Zerihun became a youth activist after representing Ethiopia at the United Nations Special Session on Children held in New York in 2002. The Ethiopian Youth Forum is a voluntary organization, supported by UNICEF, that provides opportunities for youth dialogue and participation on social and development issues.

The MDGs

Another issue that the Ethiopian Youth Forum works on is the role of youth in achieving the United Nations’ Millennium Development Goals. This issue was at the heart of the discussions at the Summit. The MDGs are about reducing poverty and mortality; promoting health, education and equality; the battle against HIV/AIDS; and creating partnerships for development.

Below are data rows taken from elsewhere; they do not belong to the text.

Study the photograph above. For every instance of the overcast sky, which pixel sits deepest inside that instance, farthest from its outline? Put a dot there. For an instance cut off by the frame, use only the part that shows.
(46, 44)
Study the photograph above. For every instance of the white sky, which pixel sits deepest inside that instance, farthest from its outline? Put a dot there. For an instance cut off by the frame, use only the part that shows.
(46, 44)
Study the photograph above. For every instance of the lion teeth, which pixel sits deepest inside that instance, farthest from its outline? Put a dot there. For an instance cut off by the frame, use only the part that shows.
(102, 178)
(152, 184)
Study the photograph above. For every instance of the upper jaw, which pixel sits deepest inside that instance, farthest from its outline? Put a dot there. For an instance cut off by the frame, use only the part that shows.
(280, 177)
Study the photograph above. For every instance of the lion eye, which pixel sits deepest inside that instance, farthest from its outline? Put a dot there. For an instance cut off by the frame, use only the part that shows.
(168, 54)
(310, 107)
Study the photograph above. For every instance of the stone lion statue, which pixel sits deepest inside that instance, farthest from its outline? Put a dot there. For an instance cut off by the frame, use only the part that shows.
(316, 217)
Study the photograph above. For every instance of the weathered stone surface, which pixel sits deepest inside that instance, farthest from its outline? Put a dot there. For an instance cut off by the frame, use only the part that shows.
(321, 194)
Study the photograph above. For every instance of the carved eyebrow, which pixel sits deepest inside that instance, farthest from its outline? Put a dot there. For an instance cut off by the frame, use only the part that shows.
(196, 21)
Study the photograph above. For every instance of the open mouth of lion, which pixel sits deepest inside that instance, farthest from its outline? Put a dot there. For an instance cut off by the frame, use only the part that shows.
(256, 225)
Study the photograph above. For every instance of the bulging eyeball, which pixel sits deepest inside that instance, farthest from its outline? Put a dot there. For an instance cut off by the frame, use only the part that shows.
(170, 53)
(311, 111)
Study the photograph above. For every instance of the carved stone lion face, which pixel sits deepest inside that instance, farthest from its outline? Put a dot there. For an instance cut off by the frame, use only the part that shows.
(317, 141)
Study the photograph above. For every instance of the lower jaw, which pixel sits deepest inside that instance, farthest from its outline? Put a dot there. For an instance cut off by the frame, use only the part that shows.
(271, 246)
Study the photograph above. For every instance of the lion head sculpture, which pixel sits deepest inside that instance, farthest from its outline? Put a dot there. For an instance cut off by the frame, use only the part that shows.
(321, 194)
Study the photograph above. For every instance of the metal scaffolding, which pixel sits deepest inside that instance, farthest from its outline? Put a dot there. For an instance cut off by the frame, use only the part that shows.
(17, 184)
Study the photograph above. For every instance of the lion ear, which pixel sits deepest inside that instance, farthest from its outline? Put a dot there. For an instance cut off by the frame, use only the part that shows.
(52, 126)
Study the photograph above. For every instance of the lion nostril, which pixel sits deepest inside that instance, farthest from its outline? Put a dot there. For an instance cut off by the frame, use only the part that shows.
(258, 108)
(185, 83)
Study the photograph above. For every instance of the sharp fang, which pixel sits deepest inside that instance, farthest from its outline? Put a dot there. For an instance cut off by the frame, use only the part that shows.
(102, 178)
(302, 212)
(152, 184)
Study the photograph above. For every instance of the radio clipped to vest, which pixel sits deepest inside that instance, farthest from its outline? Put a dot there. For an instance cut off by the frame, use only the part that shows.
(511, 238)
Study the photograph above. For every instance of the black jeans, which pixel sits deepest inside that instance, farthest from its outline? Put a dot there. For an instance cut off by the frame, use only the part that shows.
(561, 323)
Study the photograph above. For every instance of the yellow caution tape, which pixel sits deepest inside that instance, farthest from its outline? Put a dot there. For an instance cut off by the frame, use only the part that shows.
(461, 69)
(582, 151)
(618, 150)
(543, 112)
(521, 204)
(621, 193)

“Poverty is the greatest problem in my country,” says Zerihun. “I believe that if we can show young people how they can involve themselves in development and if the government and other sectors involve young people in their activities, if they educate them well, then I think we can eradicate poverty from Ethiopia.”

The youth delegates were joined by H.R.H. Prince Moulay Rachid of Morocco; H.E. Abdoulaye Wade, President of the Republic of Senegal; and Mr. Adolf Ogi, Special Adviser to the Secretary-General of the United Nations on Sport for Development.

The Pan-African Youth Leadership Summit is part of a series of regional consultations which will culminate in the Global Youth Leadership Summit at UN Headquarters in New York in 2006.

The youth delegates at the Pan-African Summit represented more than 50 countries, including 40 in Africa and 12 others in Asia, South America and the Caribbean.